Journal of Science and Transport Technology Vol. 4 No. 3, 11-23
Journal of Science and Transport Technology
Journal homepage: https://jstt.vn/index.php/en
JSTT 2024, 4 (3), 11-23
Published online 04/09/2024
Article info
Type of article:
Original research paper
DOI:
https://doi.org/10.58845/jstt.utt.2
024.en.4.3.11-23
*Corresponding author:
Email address:
hienntt82@utt.edu.vn
Received: 09/07/2024
Revised: 28/07/2024
Accepted: 30/07/2024
Enhancing concrete structure maintenance
through automated crack detection: A
computer vision approach
Nha Huu Nguyen1, Thuy Hien Thi Nguyen2,*, Linh Gia Bui2, Hai-Bang Ly2
1Port Authority of Inland Waterway Area 1, VIWA, Vietnam
2University of Transport Technology, Hanoi 100000, Vietnam
Abstract: This paper presents the development of an Artificial Intelligence (AI)

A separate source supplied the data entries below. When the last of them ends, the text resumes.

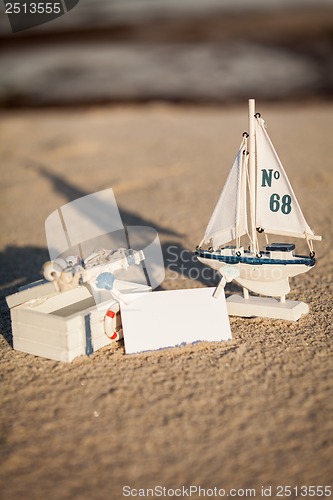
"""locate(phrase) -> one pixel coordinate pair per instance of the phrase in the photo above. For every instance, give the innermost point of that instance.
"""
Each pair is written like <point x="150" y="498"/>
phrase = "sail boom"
<point x="293" y="235"/>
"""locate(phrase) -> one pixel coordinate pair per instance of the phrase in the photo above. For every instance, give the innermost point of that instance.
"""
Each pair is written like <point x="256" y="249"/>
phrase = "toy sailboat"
<point x="258" y="198"/>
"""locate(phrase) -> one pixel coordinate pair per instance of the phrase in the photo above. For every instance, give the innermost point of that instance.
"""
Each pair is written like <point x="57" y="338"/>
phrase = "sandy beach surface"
<point x="251" y="412"/>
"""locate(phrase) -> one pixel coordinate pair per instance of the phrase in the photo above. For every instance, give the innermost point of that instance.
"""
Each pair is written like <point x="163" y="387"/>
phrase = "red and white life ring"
<point x="110" y="324"/>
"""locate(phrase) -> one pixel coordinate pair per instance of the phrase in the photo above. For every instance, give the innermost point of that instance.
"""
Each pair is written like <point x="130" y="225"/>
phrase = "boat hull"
<point x="265" y="275"/>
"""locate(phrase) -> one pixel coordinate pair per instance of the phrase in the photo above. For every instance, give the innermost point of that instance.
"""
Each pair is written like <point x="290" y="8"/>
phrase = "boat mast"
<point x="252" y="180"/>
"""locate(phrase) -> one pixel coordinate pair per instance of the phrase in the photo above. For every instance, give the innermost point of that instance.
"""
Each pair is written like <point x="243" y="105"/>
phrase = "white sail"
<point x="277" y="209"/>
<point x="229" y="220"/>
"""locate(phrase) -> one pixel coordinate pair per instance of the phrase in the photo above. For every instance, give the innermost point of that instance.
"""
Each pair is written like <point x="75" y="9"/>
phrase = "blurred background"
<point x="185" y="51"/>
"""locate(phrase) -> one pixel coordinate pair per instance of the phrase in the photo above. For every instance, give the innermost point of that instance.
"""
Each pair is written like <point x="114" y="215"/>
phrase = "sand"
<point x="253" y="411"/>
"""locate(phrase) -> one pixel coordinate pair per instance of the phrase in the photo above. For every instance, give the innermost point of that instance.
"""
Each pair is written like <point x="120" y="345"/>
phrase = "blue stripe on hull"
<point x="234" y="259"/>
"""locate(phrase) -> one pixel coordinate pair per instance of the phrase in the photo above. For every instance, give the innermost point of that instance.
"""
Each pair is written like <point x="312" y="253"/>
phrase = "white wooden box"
<point x="61" y="326"/>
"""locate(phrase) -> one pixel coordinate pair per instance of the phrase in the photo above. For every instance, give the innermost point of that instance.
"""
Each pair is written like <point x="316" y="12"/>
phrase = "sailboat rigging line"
<point x="254" y="243"/>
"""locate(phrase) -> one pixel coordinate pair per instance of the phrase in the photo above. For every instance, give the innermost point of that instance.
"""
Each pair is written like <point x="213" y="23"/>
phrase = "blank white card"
<point x="169" y="318"/>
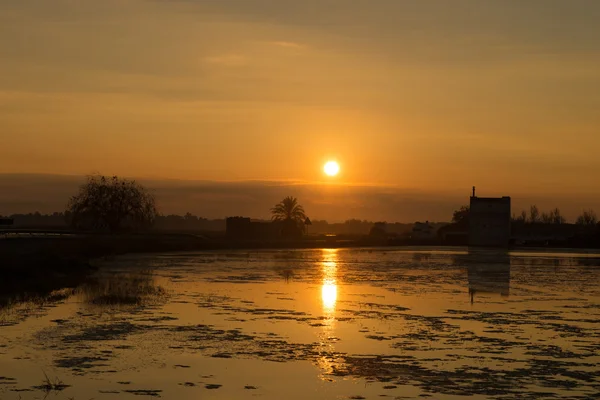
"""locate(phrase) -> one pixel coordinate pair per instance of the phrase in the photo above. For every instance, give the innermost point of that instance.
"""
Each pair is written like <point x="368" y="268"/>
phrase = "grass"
<point x="48" y="385"/>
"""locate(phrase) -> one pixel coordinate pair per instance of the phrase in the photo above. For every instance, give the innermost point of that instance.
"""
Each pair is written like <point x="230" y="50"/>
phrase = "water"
<point x="318" y="324"/>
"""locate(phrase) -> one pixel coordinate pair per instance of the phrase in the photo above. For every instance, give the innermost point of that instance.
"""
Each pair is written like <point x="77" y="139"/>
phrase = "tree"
<point x="521" y="218"/>
<point x="113" y="204"/>
<point x="288" y="209"/>
<point x="588" y="217"/>
<point x="557" y="217"/>
<point x="461" y="216"/>
<point x="534" y="214"/>
<point x="546" y="218"/>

and Machine Learning (ML) model designed to detect cracks on concrete
surfaces. The objective is to enhance the automation, precision, and
performance of crack detection using the computer vision algorithm. Employing
a ML approach and the YOLOv9 algorithm, this study developed a system to
accurately identify concrete cracks from a diverse dataset. A total of 16,301
images of concrete surfaces, balanced between those with and without cracks,
were utilized. The dataset was split into various sets with different ratios to
ensure comprehensive model training. A transfer-learning methodology was
employed to optimize the model's performance. The accuracy of the model was
measured in each experiment to determine the optimal result. The most
successful experiment resulted in a model with a mean Average Precision
(mAP) of 94.6%, a Precision of 94.1%, and a Recall of 88.4%. These results
demonstrate the effectiveness of AI and ML in concrete crack detection.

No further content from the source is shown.